Tech Talk: Facebook Is Reusing Your Likes On Posts You Have Never Seen
Do you remember all the pages that you have “liked” on Facebook? Well, the social network does and they are recycling your “likes” and using them to promote “Related Posts” in the news feeds of your friends. Strange as it may sound, you may have never seen the story, “liked” the story or even know that it is being promoted in your name, reports Forbes.
The story broke when Minneapolis developer Craig Condon accused Facebook of “impersonating people without their consent.”
And if Facebook does this to you, you might never know as posts made by Facebook on your behalf are “completely invisible to you, and only show up in your friends’ and family’s news feed,” Condon told Forbes. For it’s part, Facebook is clearly labeling the “liked” content as “related,” but to most Facebook users, these posts look normal.
“It’s hard not to see this as intentionally manipulative and misleading on Facebook’s part,” says Forbes. Facebook has already been in hot water over its use of Sponsored Stories and the social media network made a preliminary $20 million settlement.

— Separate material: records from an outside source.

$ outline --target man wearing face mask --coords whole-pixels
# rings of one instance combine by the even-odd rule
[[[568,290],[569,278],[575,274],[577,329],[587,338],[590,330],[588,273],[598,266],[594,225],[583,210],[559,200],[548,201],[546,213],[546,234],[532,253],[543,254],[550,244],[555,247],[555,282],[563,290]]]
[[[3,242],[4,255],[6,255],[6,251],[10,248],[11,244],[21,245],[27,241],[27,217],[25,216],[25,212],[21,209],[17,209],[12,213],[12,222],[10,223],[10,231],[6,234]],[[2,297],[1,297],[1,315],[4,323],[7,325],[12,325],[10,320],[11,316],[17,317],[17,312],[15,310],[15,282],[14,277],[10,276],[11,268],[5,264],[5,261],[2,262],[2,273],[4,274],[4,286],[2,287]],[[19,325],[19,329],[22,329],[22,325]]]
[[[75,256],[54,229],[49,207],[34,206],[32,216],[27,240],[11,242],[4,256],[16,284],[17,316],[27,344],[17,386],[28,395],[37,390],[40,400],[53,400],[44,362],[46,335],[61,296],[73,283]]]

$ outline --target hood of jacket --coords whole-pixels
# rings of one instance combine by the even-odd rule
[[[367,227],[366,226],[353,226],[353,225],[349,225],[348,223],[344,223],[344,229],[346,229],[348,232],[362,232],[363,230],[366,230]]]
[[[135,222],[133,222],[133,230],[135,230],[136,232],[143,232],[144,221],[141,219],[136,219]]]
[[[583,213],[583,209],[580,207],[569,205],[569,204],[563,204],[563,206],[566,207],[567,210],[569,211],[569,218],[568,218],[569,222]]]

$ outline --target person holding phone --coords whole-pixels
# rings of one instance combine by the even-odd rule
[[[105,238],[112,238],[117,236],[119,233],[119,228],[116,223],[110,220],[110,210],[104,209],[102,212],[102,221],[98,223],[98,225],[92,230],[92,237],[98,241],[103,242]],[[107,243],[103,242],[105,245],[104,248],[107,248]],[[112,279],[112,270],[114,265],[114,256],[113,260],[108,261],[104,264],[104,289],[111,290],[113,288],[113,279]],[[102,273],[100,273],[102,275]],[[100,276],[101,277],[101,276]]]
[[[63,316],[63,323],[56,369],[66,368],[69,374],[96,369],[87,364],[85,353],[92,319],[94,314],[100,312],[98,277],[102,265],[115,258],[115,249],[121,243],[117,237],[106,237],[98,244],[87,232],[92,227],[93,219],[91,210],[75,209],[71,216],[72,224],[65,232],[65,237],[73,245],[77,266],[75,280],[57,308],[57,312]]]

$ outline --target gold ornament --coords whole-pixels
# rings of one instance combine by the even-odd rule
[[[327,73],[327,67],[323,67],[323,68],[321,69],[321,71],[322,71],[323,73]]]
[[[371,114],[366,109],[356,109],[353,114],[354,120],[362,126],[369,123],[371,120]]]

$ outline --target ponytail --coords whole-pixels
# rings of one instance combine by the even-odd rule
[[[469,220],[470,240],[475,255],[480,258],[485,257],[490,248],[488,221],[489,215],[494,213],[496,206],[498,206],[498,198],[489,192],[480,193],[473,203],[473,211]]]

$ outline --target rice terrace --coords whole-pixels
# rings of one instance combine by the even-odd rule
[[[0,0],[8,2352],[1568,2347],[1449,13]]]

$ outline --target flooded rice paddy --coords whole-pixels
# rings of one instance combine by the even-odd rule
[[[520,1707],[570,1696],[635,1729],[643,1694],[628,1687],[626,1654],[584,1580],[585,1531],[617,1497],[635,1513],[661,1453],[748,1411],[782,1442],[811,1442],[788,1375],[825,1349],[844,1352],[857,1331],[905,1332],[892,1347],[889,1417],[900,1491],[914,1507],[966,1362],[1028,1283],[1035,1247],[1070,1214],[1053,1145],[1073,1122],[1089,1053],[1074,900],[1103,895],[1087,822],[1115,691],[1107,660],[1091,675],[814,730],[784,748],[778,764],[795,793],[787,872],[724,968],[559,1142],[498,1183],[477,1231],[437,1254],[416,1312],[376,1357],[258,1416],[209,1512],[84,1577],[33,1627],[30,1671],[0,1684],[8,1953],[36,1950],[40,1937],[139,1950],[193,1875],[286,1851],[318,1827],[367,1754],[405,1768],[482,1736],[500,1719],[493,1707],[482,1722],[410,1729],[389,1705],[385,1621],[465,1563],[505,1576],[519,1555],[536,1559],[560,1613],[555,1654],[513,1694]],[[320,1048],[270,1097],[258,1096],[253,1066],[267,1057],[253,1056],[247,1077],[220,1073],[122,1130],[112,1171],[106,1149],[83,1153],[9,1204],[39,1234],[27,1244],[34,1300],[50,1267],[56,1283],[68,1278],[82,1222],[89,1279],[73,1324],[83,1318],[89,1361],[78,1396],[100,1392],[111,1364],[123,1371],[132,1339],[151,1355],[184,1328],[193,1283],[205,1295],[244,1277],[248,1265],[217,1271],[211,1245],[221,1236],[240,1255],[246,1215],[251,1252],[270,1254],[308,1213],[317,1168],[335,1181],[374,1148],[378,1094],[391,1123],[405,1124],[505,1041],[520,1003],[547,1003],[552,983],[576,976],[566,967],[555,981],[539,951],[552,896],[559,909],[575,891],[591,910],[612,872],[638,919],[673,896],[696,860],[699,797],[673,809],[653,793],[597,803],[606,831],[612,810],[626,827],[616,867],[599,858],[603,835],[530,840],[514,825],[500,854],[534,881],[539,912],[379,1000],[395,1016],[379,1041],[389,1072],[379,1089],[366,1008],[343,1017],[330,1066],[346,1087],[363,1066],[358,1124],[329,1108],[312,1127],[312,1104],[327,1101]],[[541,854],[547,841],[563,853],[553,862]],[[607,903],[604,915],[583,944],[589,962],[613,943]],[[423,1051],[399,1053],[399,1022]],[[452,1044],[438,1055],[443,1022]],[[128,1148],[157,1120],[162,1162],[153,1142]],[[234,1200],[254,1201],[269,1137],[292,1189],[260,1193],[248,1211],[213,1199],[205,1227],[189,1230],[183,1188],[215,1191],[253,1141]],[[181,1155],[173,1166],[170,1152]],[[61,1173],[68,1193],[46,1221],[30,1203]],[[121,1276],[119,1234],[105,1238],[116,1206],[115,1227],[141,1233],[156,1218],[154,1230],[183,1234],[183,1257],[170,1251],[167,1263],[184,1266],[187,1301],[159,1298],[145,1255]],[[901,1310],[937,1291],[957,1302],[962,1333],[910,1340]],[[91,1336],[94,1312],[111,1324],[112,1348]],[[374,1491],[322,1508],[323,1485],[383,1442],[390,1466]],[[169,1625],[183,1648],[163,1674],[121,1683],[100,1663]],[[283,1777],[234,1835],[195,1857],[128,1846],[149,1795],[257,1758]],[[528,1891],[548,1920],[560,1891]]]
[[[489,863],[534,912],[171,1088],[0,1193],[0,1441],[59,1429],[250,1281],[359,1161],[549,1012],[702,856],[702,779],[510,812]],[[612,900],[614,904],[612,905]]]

But there is more, writes the magazine. “A story from ReadWrite by Bernard Meisler documents a boatload of cases where friends had supposedly liked brands that the writer couldn’t imagine them ever liking. Some of these friends were no longer even alive!,” reports the magazine. And yet another reporter, Jim Edwards of Business Insider, wrote about how Facebook generates “likes” in ways other than a user clicking a Like button. It seems that Facebook also adds likes any time a user messages a link to a “likable” page. “This automation in combination with fake bot accounts that can pump out these messages effectively create a method through which Likes can be bought. And even if your message that accompanies a link contains negative sentiment, Facebook still counts it as a Like,” explains Forbes.
Facebook puts the onus on its users. A spokesman told Forbes that the likes are the result of liking activity and possibly “those people ‘liked’ something by accident, by inadvertently pressing a button, perhaps on the mobile app.”
One way to possibly monitor this is to ask your friends to track your likes and report them back to you. It’s a bit labor intensive, but if you want to avoid ties to something you’re opposed to, it could be worth it.